Incidentally my annual report would show me generating 60% of my revenue in the UK, but 80% of my taxable profit would be in the US. This would not be ridiculous, although it might attract some negative publicity in the UK.
Thanks for all your comments, folks. I’m not ignoring them. I will reply. I’ve been writing something else but I hope to come back to this tomorrow night. We generally have good quality contributors and I need to engage to seek to ensure that continues.
Pingback: Did the UK really agree to charge Google a 3% tax rate? | Hiya Maya
Pingback: The Google Deal: A Response to My Critics | Waiting for Godot
I have responded to the points made in this comments section in a separate post. Thanks for engaging. Please carry on!
Pingback: Three lessons of #Googletax » Uncounted
I run a small software company which has undertaken work in Kuwait. That has involved my visiting Kuwait for periods of at most 2 weeks twice a year. All other work has been undertaken in the UK. In some years I have never visited Kuwait. Yet Kuwait has applied its Foreign Corporate Income Tax to the Company’s entire turnover from the work invoiced to Kuwait.

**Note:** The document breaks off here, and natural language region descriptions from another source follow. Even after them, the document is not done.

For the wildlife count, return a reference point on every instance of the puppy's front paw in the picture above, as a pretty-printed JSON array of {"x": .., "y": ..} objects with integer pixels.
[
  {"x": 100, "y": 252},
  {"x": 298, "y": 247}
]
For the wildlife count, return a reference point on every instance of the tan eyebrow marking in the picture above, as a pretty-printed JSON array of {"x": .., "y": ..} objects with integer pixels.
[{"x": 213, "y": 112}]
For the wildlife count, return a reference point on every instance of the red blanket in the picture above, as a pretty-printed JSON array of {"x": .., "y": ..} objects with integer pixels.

The reason? Kuwait uses the United Nations definition of Permanent Establishment (PE) and deems my company to have a PE in Kuwait. Fortunately, the double taxation agreement between Kuwait and the UK recognises Kuwait’s definition of PE, so I can claim double taxation relief against the Kuwaiti tax.
It seems to be a political decision as to what constitutes a PE. It would be interesting to know whether the UK could modify the definition of PE which it uses and, if so, what effect this would have.
Pingback: Start up: Apple’s phone expectations, Amazon’s giant backdoor, mobile adblocking grows, and more | The Overspill: when there's more that I want to say
I don’t know the details of the law in Kuwait, but the UN definition of a PE in its model double tax treaty includes a so-called “services PE” where a business established in one state provides services to customers in the other state, even if the business does not have a fixed establishment (premises) or a dependent agent (a person with authority to conclude contracts) there. See Article 5(3)(b) here: http://www.un.org/esa/ffd/documents/UN_Model_2011_Update.pdf However, it should only apply where the “activities” continue in the other state for more than 183 days per year. There seems to be an implication that some sort of presence of personnel on the ground for that aggregate amount of time is required, not just for a couple of days a year, but you could read it as applying where the services are provided for more than that period without people being there at all, and that may be the view the Kuwaiti tax authorities are taking. I would not want to be a foreigner arguing with the tax authorities in Kuwait!
The UK’s domestic definition of a PE follows the OECD model treaty, which does not include a services PE. However, the BEPS report on Action 7, on avoidance of PE status, includes some changes to the OECD definition of PE, so a person who has a principal role leading to the conclusion of contracts, that are then concluded without material modifications, will constitue a PE, even if the contracts are formally concluded elsewhere. In the case of Google, that change is likely to see a chunk of the UK business becoming taxable here – assuming they continue to employ staff in the UK to manage relationships with UK customers.
Pingback: What Tim O’Reilly is Missing About Inequality – Build the new thing
It’s been touched on in some of the comments above, but a basic point to make is that the allocation of revenues in Google Inc’s accounts to the UK does not follow (UK) taxation principles but is determined by accounting standards. Your $1bn starting point is unlikely to be right.
For instance, Jolyon, if you represented a US client in the UK courts the fees could be classed as “US revenues” by your accountant (and your clerk correctly wouldn’t charge VAT to the client) but you’d hardly expect to file a US tax return.
Keep up the posts – always interesting.
That’s entirely fair. I’m certainly not saying that £1bn represents Google’s profits actually chargeable to UK corporation tax.